Aimee Mann - Charmer
Album art for Aimee Mann's "Charmer"
Album Art

Aimee Mann has been burned a few times.

The story of the solo career of Ms. Mann is well known: after her band, 'Til Tuesday, found success with the MTV mega-hit "Voices Carry" in the 80s, she launched her solo career in the 90s to critical triumph but commercial tragedy. Albums were released but barely promoted, record labels she was signed to went under, unreleased finished albums languished on shelves — stuck there because the label was gone but the contract still entitled the defunct label to the rights of the recordings. Eventually, Mann was able to free herself from this hellish limbo and finally get her career moving after director Paul Thomas Anderson gave her music a key role in his movie Magnolia.

Getting burned, however, lives on in Aimee Mann's consciousness as a kind of leitmotif. With Charmer, Mann's first album of new material in four years, characters with less-than-noble intentions abound. Charmer is a rogue's gallery of fakers, opportunists and head-cases who simply aren't worth the effort — in one song, Mann paints a portrait of what it's like to be the willing stooge in a poisonously co-dependent relationship with such a person.

In an interview with the SF Gate, Mann said, "The whole idea of people who are charming opens up the question for me: 'At what point does it cross over from someone being delightful to someone being manipulative?'" This conundrum is perfect fodder for Mann's subtly barbed brand of lyricism.

In the title track, Mann addresses the charmers directly, singing "They can't see the hidden agenda you got 'em all on." The album trots out a parade of such characters and their sad accomplices. In "Crazytown," she observes a hapless enabler of a woman who serially draws such willing dupes into her vortex of dysfunction.

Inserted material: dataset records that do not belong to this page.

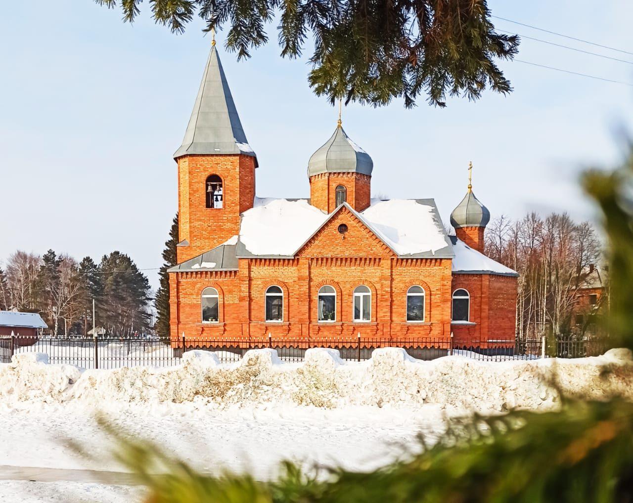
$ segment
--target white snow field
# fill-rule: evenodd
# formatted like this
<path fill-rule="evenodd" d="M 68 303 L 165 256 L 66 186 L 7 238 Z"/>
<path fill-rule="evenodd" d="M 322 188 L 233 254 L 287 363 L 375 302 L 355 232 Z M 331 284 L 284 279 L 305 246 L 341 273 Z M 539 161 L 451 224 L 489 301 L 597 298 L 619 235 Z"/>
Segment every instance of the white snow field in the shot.
<path fill-rule="evenodd" d="M 418 433 L 432 442 L 455 414 L 555 407 L 555 373 L 571 393 L 633 398 L 633 361 L 625 350 L 492 363 L 422 361 L 383 348 L 356 363 L 316 349 L 302 363 L 285 363 L 260 349 L 231 364 L 196 351 L 183 362 L 82 371 L 29 353 L 0 364 L 0 502 L 138 500 L 142 488 L 120 474 L 111 440 L 96 425 L 98 412 L 199 469 L 248 470 L 265 479 L 284 459 L 308 469 L 381 466 L 417 449 Z M 613 371 L 606 379 L 605 366 Z M 71 440 L 91 458 L 70 449 Z"/>

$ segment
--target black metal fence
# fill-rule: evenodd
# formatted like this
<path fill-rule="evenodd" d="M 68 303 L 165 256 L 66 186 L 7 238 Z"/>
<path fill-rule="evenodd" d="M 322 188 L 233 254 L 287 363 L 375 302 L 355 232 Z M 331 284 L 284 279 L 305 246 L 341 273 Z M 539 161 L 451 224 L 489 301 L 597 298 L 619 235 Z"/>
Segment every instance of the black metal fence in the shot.
<path fill-rule="evenodd" d="M 271 348 L 284 361 L 299 362 L 313 347 L 337 349 L 347 361 L 368 359 L 374 349 L 401 347 L 411 357 L 431 360 L 457 355 L 477 360 L 503 361 L 536 359 L 558 356 L 573 358 L 601 354 L 609 346 L 605 340 L 558 340 L 548 343 L 544 338 L 515 340 L 488 340 L 468 345 L 454 344 L 452 338 L 391 339 L 351 337 L 195 338 L 160 340 L 138 337 L 63 338 L 51 337 L 0 337 L 0 363 L 7 363 L 15 354 L 41 352 L 51 363 L 65 363 L 83 368 L 110 369 L 136 366 L 169 366 L 180 363 L 187 351 L 213 351 L 222 363 L 239 361 L 249 349 Z"/>

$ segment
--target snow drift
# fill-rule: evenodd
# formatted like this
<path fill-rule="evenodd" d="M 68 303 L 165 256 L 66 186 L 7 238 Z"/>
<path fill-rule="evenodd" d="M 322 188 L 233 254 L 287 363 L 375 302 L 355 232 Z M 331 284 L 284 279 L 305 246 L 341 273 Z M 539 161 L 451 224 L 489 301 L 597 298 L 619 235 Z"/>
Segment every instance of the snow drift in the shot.
<path fill-rule="evenodd" d="M 49 364 L 46 355 L 16 355 L 0 364 L 0 401 L 106 402 L 205 401 L 223 408 L 294 404 L 416 407 L 503 411 L 556 407 L 558 389 L 633 399 L 630 352 L 612 349 L 577 359 L 486 362 L 461 356 L 416 360 L 398 348 L 374 351 L 365 362 L 345 362 L 334 349 L 313 349 L 301 363 L 285 363 L 272 349 L 252 350 L 239 362 L 220 364 L 215 353 L 194 351 L 168 368 L 82 370 Z"/>

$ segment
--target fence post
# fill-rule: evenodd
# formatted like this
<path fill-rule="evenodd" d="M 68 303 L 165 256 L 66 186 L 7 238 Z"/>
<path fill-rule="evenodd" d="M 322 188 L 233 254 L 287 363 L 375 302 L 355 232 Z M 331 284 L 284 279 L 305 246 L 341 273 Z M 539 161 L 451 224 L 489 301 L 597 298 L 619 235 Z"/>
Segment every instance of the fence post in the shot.
<path fill-rule="evenodd" d="M 94 368 L 99 368 L 99 339 L 96 333 L 92 337 L 92 340 L 94 342 Z"/>

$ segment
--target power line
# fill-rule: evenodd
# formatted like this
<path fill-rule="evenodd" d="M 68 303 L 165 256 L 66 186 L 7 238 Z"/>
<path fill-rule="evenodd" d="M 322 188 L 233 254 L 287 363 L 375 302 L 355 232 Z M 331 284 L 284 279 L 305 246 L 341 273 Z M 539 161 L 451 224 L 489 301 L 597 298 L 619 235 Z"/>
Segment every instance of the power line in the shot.
<path fill-rule="evenodd" d="M 608 49 L 610 51 L 617 51 L 618 53 L 624 53 L 625 54 L 630 54 L 633 56 L 633 53 L 629 51 L 624 51 L 622 49 L 617 49 L 616 47 L 610 47 L 609 46 L 603 46 L 601 44 L 597 44 L 595 42 L 590 42 L 589 40 L 583 40 L 582 39 L 577 39 L 575 37 L 570 37 L 568 35 L 563 35 L 561 33 L 558 33 L 558 32 L 552 32 L 549 30 L 545 30 L 542 28 L 539 28 L 538 27 L 532 26 L 532 25 L 527 25 L 525 23 L 520 23 L 518 21 L 513 21 L 511 19 L 508 19 L 507 18 L 502 18 L 499 16 L 491 16 L 491 17 L 494 18 L 495 19 L 500 19 L 503 21 L 507 21 L 508 23 L 514 23 L 515 25 L 520 25 L 520 26 L 525 26 L 527 28 L 531 28 L 533 30 L 538 30 L 539 32 L 544 32 L 545 33 L 549 33 L 551 35 L 556 35 L 558 37 L 564 37 L 566 39 L 570 39 L 570 40 L 575 40 L 577 42 L 582 42 L 583 44 L 589 44 L 592 46 L 596 46 L 599 47 L 602 47 L 603 49 Z"/>
<path fill-rule="evenodd" d="M 628 85 L 630 87 L 633 87 L 633 84 L 630 82 L 624 82 L 622 80 L 612 80 L 610 78 L 604 78 L 601 77 L 596 77 L 596 75 L 589 75 L 587 73 L 580 73 L 579 71 L 572 71 L 568 70 L 563 70 L 562 68 L 557 68 L 555 66 L 548 66 L 546 65 L 539 65 L 537 63 L 532 63 L 531 61 L 525 61 L 522 59 L 513 59 L 513 61 L 518 61 L 518 63 L 523 63 L 525 65 L 531 65 L 533 66 L 540 66 L 542 68 L 547 68 L 548 70 L 555 70 L 556 71 L 562 71 L 564 73 L 570 73 L 572 75 L 579 75 L 580 77 L 586 77 L 589 78 L 595 78 L 596 80 L 603 80 L 605 82 L 612 82 L 613 84 L 619 84 L 623 85 Z"/>
<path fill-rule="evenodd" d="M 576 47 L 570 47 L 569 46 L 563 46 L 562 44 L 556 44 L 554 42 L 549 42 L 546 40 L 542 40 L 541 39 L 535 39 L 533 37 L 528 37 L 527 35 L 521 35 L 520 34 L 515 34 L 513 32 L 506 32 L 505 30 L 498 30 L 497 31 L 501 32 L 501 33 L 507 33 L 510 35 L 518 35 L 522 39 L 527 39 L 528 40 L 533 40 L 536 42 L 542 42 L 543 44 L 549 44 L 550 46 L 556 46 L 557 47 L 563 47 L 565 49 L 569 49 L 572 51 L 577 51 L 579 53 L 584 53 L 586 54 L 591 54 L 591 56 L 597 56 L 598 58 L 604 58 L 606 59 L 611 59 L 614 61 L 620 61 L 620 63 L 626 63 L 629 65 L 633 65 L 633 61 L 628 61 L 626 59 L 618 59 L 617 58 L 611 58 L 610 56 L 605 56 L 604 54 L 599 54 L 598 53 L 592 53 L 589 51 L 584 51 L 582 49 L 577 49 Z"/>

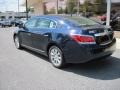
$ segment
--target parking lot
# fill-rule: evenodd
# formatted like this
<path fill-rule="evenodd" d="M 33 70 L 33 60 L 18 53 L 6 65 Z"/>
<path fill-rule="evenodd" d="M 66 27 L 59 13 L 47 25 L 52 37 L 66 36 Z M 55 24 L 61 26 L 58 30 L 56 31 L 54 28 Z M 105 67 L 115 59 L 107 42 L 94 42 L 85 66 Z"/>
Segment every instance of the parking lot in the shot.
<path fill-rule="evenodd" d="M 16 28 L 0 28 L 0 90 L 120 90 L 120 39 L 109 58 L 56 69 L 44 56 L 17 50 Z"/>

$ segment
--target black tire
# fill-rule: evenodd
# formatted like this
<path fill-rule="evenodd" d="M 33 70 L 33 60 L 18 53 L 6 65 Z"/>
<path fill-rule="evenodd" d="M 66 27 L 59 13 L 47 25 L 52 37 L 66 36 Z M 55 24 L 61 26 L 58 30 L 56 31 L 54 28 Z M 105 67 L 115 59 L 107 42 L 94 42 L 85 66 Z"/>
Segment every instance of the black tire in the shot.
<path fill-rule="evenodd" d="M 20 44 L 20 40 L 19 40 L 19 37 L 17 35 L 14 36 L 14 43 L 15 43 L 15 47 L 17 49 L 21 49 L 21 44 Z"/>
<path fill-rule="evenodd" d="M 56 53 L 54 52 L 55 50 L 56 50 Z M 51 46 L 48 54 L 49 54 L 49 60 L 54 67 L 63 68 L 65 66 L 63 52 L 59 47 Z"/>

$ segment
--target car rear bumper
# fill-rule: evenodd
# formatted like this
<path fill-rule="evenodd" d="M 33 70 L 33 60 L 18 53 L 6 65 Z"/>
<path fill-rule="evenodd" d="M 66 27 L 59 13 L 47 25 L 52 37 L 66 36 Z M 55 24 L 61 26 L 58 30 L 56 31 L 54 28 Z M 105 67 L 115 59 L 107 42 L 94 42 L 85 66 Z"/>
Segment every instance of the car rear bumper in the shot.
<path fill-rule="evenodd" d="M 67 63 L 85 63 L 97 58 L 109 56 L 116 49 L 116 39 L 104 46 L 70 43 L 71 45 L 68 44 L 64 48 L 64 58 Z"/>

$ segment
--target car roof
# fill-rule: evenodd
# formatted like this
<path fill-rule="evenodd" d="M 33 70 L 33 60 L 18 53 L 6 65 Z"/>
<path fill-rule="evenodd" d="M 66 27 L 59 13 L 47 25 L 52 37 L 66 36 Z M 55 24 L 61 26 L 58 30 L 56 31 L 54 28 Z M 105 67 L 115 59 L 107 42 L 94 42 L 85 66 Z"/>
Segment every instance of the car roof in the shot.
<path fill-rule="evenodd" d="M 55 15 L 42 15 L 42 16 L 32 16 L 31 18 L 48 18 L 52 20 L 61 20 L 64 16 L 55 16 Z"/>

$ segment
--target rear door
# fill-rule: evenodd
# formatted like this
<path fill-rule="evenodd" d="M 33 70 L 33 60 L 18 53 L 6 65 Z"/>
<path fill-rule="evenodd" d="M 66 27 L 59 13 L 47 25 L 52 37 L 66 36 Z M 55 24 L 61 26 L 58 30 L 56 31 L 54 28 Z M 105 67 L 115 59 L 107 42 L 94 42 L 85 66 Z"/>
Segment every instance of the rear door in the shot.
<path fill-rule="evenodd" d="M 48 43 L 52 38 L 52 31 L 56 23 L 52 20 L 40 18 L 36 23 L 36 29 L 32 34 L 33 46 L 40 52 L 45 52 Z"/>
<path fill-rule="evenodd" d="M 36 19 L 28 20 L 28 22 L 25 24 L 25 27 L 20 32 L 22 45 L 32 47 L 32 37 L 31 37 L 32 34 L 31 33 L 35 28 L 36 21 L 37 21 Z"/>

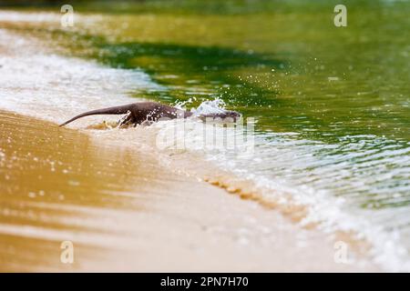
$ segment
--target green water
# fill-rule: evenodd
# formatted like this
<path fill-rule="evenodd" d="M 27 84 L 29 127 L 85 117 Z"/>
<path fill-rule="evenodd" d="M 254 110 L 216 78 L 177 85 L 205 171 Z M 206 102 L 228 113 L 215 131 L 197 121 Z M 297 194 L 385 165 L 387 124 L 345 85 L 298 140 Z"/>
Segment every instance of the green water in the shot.
<path fill-rule="evenodd" d="M 345 2 L 347 27 L 333 25 L 337 1 L 195 3 L 108 17 L 91 37 L 97 57 L 167 86 L 138 95 L 220 96 L 261 131 L 409 141 L 409 3 Z"/>
<path fill-rule="evenodd" d="M 55 33 L 74 55 L 142 68 L 167 86 L 138 96 L 219 96 L 261 131 L 408 142 L 410 3 L 344 1 L 348 25 L 336 27 L 339 2 L 80 2 L 77 11 L 106 15 L 100 26 Z"/>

Mann's vantage point is her usual one of cool removal, but one senses empathy for the players — or at least a kind of emphatic bemusement at the situation. "Disappeared" describes a person who, finding the usefulness of a friendship having run its course, goes the extra step of moving the ex-friend straight into his enemy bin. Mann's takedown of the narcissistic personality is as incisive as it is lyrically economical. She perfectly depicts how characters with such a binary orientation tend to re-write history to fit their tantrums — not unlike Winston Smith in 1984, physically editing past headlines to conform to updated prejudices.

In "Living a Lie," the dynamic is more complex: two people in a relationship charm one another (and implicitly the outside world as well) into ignoring the obvious: their union is on borrowed time.

While Aimee Mann's lyrics represent the best of succinctly clever, engaging pop-craft, her songs remain a bit too edgeless, a little too milquetoast — a bit too charming. This hasn't always been the case; her first solo stuff — particularly the sadly underrepresented early albums Whatever and I'm With Stupid — had considerably more bite and musical restlessness than the smoothed-out agreeable-ness she's served up in recent years. On Charmer, however, the soft-rock approachability creates an interesting meta-experience: she's charming the pants off of us, just like the cads and ne'er-do-wells in her songs.